In deze serie ging het er vaak over dat je hechtingsstijl in het begin van je leven hoofdzakelijk door de band met je ouders wordt gevormd. Een lezer stuurde me na dat gelezen te hebben deze vraag: "Mijn beide ouders zijn overleden voor ik 10 jaar was. De vader van mijn vrouw overleed toen ze 2 was. Wat betekent dat voor onze hechtingsstijlen en onze eigen relatie?"

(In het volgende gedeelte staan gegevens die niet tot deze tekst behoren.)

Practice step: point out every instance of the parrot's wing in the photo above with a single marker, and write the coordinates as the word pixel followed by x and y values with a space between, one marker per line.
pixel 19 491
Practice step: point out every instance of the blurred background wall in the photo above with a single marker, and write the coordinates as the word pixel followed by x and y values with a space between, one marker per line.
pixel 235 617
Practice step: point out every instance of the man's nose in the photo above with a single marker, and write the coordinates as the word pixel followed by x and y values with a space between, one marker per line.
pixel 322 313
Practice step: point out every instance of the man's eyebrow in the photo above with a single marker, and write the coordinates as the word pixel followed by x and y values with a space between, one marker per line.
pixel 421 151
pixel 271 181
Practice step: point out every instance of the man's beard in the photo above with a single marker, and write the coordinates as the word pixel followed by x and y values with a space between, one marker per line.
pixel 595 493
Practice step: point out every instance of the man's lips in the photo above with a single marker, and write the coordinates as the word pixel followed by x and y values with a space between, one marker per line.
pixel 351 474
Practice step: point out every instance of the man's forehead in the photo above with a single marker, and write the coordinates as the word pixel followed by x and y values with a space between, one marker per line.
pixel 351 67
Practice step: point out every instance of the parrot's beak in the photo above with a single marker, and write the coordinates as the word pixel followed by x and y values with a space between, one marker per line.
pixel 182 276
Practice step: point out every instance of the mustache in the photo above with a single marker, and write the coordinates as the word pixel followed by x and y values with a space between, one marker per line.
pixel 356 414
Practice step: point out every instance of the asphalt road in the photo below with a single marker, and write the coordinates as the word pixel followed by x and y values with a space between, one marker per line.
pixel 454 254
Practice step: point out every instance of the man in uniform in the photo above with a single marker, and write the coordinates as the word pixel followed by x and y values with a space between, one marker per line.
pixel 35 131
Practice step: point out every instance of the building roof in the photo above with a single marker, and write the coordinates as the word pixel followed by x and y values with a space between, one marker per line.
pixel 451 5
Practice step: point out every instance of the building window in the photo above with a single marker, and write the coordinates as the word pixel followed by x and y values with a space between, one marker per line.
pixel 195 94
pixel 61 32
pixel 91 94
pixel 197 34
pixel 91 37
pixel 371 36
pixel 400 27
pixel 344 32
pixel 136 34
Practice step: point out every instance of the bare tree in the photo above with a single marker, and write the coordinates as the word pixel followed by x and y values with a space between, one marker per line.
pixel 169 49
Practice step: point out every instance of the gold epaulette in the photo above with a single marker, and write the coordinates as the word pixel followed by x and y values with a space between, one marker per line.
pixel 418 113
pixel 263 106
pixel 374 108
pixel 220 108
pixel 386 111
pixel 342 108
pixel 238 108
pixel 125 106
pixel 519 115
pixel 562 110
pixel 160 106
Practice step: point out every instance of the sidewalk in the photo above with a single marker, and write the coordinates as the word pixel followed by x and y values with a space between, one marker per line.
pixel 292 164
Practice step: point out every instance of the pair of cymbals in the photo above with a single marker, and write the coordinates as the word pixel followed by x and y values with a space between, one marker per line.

Het is goed te begrijpen dat je deze vraag stelt. Wat jij en jullie hebben meegemaakt is heel heftig en compleet anders dan hoe veel van je leeftijdsgenoten opgroeiden. Het is goed om wat nuance toe te voegen aan de uitspraken uit de eerdere artikelen. De behoefte aan verbondenheid is aangeboren. De invulling van die behoefte (de vorming van je hechtingsstijl) ontstaat door een enorme hoeveelheid interacties tussen jou en je naaste omgeving. Voor een baby zijn dat meestal de ouders. Maar als die er niet zijn of als ze langere tijd niet beschikbaar zijn (bijvoorbeeld door een ernstige ziekte, psychische problemen etc.), dan is het zaak dat er andere hechtingspersonen in het leven van het jonge kind zijn. Dat kunnen ooms/tantes/opa's en oma's zijn, maar soms zijn het ook oudere broers en zussen, vrienden van de ouders of pleeg- en adoptieouders.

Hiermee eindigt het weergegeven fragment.